Our Expert: Lucy Standing, Co-Founder of Brave Starts, our personal careers charity partner. Lucy is a psychologist and Vice Chair of the Association for Business Psychology. She was previously Global Head of Recruitment in the Investment Bank and Strategy Consulting sectors across JP Morgan and LEK consulting. Brave Starts is a result of people passionately working together to try and help companies support their employees to work and age better.
55/Redefined Member Question:
“I’ve been in finance for 35 years but have fallen out of love with it. I want to continue to work for at least another 10 years but have no idea what I want to do instead…”
Welcome to the club! You’re in the same boat as most: 74.4% of people over 50 looking to make a change have no idea of what they want to do next. The reason it is hard is because there are roughly 34,000 different types of job out there and you won’t know most of them. Even if you did, this range of choice is paralysing. The truth is, making any change is a long process.

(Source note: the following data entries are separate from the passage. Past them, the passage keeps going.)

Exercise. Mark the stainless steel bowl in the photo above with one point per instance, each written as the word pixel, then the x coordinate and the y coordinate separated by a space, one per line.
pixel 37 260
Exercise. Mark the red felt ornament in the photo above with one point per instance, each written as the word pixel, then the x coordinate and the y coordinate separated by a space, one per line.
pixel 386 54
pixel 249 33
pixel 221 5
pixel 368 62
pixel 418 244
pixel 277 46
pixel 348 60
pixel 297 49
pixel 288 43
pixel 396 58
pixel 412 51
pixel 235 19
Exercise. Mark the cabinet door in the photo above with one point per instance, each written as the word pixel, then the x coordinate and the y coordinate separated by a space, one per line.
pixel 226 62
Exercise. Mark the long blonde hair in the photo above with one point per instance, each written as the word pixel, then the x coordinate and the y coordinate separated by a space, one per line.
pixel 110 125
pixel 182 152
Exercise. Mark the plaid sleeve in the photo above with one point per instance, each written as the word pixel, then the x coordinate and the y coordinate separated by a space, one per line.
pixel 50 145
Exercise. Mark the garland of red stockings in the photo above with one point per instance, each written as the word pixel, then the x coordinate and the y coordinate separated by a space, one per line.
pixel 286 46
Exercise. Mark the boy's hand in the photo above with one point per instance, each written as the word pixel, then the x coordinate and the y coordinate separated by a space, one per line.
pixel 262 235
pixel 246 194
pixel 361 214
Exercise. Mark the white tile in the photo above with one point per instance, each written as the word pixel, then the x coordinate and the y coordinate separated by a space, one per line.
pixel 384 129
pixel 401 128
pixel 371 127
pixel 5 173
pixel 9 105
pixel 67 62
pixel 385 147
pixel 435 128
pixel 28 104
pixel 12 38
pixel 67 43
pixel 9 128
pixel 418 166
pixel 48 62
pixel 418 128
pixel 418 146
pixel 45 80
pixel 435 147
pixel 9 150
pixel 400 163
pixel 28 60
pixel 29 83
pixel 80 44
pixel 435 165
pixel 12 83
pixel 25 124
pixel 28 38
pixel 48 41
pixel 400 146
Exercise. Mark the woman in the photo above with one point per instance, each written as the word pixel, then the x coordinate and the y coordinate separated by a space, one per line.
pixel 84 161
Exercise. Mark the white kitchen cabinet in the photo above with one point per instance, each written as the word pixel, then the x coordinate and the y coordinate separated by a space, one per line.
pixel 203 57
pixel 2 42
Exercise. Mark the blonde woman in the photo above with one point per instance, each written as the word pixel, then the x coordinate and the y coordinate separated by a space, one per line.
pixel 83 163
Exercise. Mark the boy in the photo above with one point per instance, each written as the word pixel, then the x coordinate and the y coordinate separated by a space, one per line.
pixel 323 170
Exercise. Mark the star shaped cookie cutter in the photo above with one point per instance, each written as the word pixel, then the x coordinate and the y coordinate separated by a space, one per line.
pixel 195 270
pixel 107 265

If you’re already in a job, then our starting point would be to ask if there are options within the organisation to make a shift internally? The social capital you’ve built up will give you the best chance of getting constructive support with making a change. If there are really no options internally then when we work with people, we go through the following steps:
1. Getting your head into the right space. The ‘self-help’ and career advice market is littered with well-intentioned but ultimately misleading advice which we often find stops people from exploring/taking the steps they need to take. The best foundation is one where you have an open mind and are prepared to make some sacrifices – usually financially (but not always).

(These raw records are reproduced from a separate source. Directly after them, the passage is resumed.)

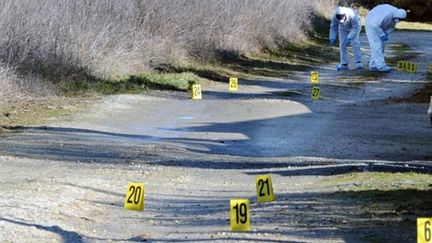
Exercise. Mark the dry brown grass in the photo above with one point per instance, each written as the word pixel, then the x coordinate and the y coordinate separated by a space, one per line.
pixel 58 40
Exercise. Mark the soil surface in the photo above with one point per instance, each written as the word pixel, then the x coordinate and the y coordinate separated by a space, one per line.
pixel 66 180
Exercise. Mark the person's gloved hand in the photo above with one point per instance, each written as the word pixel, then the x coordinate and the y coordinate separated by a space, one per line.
pixel 332 42
pixel 346 42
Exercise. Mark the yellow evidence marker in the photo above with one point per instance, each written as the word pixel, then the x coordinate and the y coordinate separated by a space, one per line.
pixel 239 215
pixel 135 197
pixel 405 65
pixel 233 86
pixel 424 230
pixel 196 92
pixel 400 66
pixel 316 91
pixel 264 188
pixel 412 67
pixel 314 77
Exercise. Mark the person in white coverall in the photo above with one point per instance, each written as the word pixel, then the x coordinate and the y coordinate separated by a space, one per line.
pixel 380 22
pixel 346 23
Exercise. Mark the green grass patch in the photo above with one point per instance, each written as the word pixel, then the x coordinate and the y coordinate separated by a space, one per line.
pixel 386 193
pixel 386 205
pixel 381 181
pixel 414 26
pixel 132 85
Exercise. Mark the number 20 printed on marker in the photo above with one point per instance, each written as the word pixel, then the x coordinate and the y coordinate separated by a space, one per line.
pixel 135 197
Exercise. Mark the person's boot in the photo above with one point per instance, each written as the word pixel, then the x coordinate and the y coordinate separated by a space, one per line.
pixel 341 67
pixel 385 69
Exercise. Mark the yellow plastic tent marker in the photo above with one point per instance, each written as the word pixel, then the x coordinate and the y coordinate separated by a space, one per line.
pixel 424 230
pixel 264 188
pixel 196 92
pixel 233 85
pixel 239 215
pixel 400 65
pixel 316 91
pixel 135 197
pixel 314 77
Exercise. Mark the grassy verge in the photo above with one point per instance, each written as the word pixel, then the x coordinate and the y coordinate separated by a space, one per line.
pixel 388 203
pixel 281 62
pixel 132 84
pixel 35 111
pixel 414 26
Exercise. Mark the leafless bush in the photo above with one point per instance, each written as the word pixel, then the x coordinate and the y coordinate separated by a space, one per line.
pixel 61 40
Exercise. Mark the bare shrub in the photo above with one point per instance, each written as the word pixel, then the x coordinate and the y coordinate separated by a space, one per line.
pixel 60 40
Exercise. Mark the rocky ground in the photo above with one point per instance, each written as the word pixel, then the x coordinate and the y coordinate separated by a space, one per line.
pixel 66 180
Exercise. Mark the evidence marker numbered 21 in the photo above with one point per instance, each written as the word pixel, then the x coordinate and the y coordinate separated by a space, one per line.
pixel 233 84
pixel 264 188
pixel 196 92
pixel 135 197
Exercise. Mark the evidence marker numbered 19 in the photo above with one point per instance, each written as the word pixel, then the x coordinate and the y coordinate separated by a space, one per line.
pixel 196 92
pixel 233 84
pixel 314 77
pixel 135 197
pixel 239 215
pixel 424 230
pixel 264 188
pixel 407 66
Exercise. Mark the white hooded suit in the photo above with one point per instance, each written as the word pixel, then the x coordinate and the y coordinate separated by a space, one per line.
pixel 348 27
pixel 381 21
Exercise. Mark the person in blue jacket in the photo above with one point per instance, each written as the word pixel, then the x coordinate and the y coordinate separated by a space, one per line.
pixel 380 22
pixel 346 22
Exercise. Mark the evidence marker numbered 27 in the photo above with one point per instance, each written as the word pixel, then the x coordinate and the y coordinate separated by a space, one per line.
pixel 314 77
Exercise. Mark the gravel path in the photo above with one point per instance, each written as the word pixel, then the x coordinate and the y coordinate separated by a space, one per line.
pixel 66 181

2. Explore your past for clues. Whilst you are looking for what to do next, you have a huge amount of insight already about what you value, what work contexts you enjoy and what working patterns support your needs.
3. Use others to help you generate ideas for jobs or areas for you to explore.
4. Talk to people doing those jobs and if need be, offer to pay them for their time.
5. Shadow the work if you can. We have organised shadowing opportunities for people (on a case by case basis) and this more than anything gives people critical insight. You can shadow a job for a day and have that be enough to make a decision (don’t believe me – think back to dates you’ve been on which you considered a disaster. You didn’t need a whole day to figure it out!)
6. Allow the time you spend exploring/shadowing people and information gathering to take around three to four months. This phase will however make things clearer and you’ll start narrowing down the options usually to one or two areas.
7. Orientate your CV/brand towards the areas you want to focus on.
8. Understand your own assets (including your age) and how to position this positively.
9. Take steps to build your network and make proactive and personal approaches to organisations and seek out any opportunities (voluntary ones are a great start) to get involved.
10. Maintain your resilience and focus. Rejection is normal and to be expected and come back and share with our community when it happens. We’re pretty good at putting things in perspective.
Do all of the above, allow yourself the time, be proactive and you will get there. Furthermore, we promise you’ll enjoy things along the way.